A Play of Colors: Mozambique Above the Clouds

Posted on http://www.wildjunket.com/ (September 4, 2012) by ‹ 

Getting to Bazaruto Island, Mozambique, was an experience on its own. Onboard a light aircraft, we flew over the spearmint blue water off the sparkling coast of Vilanculos, past hundreds of submerged atolls, to get to Indigo Bay. The sea was painted in striated strokes of beige and white, with subtle hints of sand dunes dancing beneath the water surface.
Tiny sailboats looked like little lego pieces lost in the vast sea of blue. Patchworks of islands were scattered throughout the sea and clusters of seaweeds sprinkled along the light beige seabed resembled polka dots on a table cloth. These sand formations were naturally created by the warm, southward-flowing Mozambique Current – but from above, they looked like the work of an artist.
Some say, the journey itself is often more important than the destination.
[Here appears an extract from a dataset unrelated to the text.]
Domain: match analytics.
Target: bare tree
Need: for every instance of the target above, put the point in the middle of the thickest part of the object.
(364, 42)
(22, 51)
In this case, I can’t agree more. Words don’t do the Mozambique coastline any justice – I’ll let Alberto’s photos do the talking. Enjoy the play of colors!

Sailboats lost in the sea of blue

 Reaching mainland Mozambique – where the waters off the coast are clear as glass

Disclaimer: Our trip to Mozambique was made possible by Indigo Bay (Rani Resorts) and Nicky Arthur PR, but as always, all opinions expressed above are our own.